The nose was sweet, rich and full of dark fruits. I immediately got notes of raisin and fig, along with a healthy amount of brown sugar. It reminded me a bit of an oatmeal cookie. I certainly got a light char note as well. It also had this kind of woody spice to it, perhaps a bit like cinnamon sticks.
The flavor followed suit to some extent, but also brought out some additional notes that really made for an interesting, complex and delicious bourbon. Right up front I got baked peach and cinnamon, like a peach cobbler or a peach crisp. There were also some dark fruits as well, but rather than fig and raisin it came across almost like a mulled wine. It reminded me a bit of Christmas in that respect.
It definitely had some wood notes to it, though it was only in the flavor. It didn't create any sort of bitterness that you often get with wood notes. It also had a bit of char to it as well, but only just enough to add that light, smoky element.

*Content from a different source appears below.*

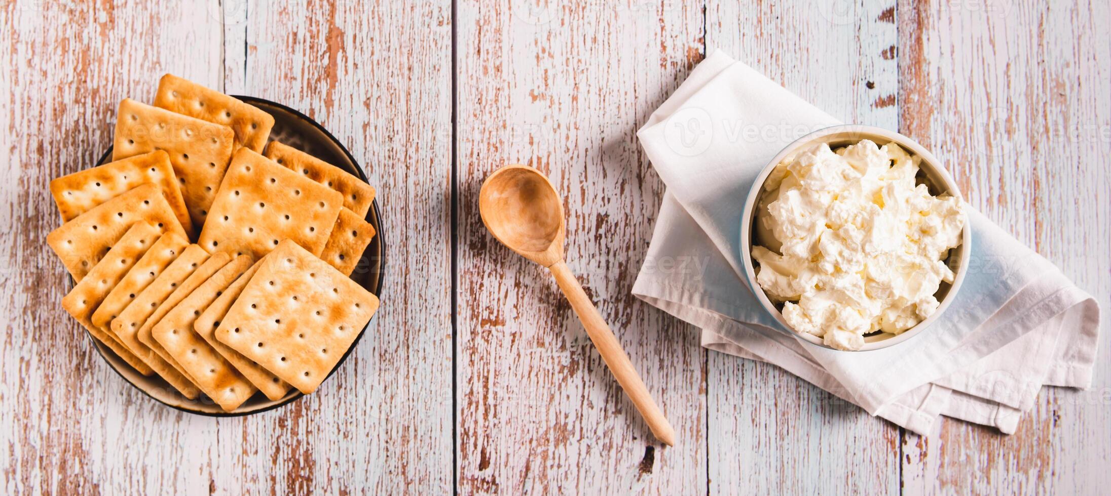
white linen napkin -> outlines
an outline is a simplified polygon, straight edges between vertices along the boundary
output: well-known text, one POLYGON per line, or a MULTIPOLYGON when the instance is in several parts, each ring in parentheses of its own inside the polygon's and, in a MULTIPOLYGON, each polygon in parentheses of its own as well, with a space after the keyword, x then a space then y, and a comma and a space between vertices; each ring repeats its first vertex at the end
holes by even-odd
POLYGON ((701 327, 705 347, 779 365, 919 434, 940 415, 1010 434, 1042 385, 1089 387, 1099 305, 971 206, 968 276, 920 335, 838 352, 767 314, 741 269, 745 196, 783 146, 838 123, 721 51, 699 64, 637 133, 668 190, 633 294, 701 327))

The texture was fairly viscous, which made for a very long finish. Unfortunately, on the finish the bitter tannic notes did some through, surprisingly. Yet, at the same time, it was on the finish that the sweet caramel notes, kind of that traditional Maker's flavor, came through as well. This was not a sweet whiskey, certainly not a typical wheated whiskey in that respect, but it had just enough caramel sweetness to keep it enjoyable and offset that tannic wood note.
Overall, Maker's has put out yet another solid release in the Wood Finishing Series. Those wintertime dessert notes were a welcome change while I enjoyed this whiskey during the dog days of Summer. It had a richness and complexity that I haven't enjoyed in a while, and my only real negative was that tannic bitterness, but even that was balanced out by the caramel sweetness.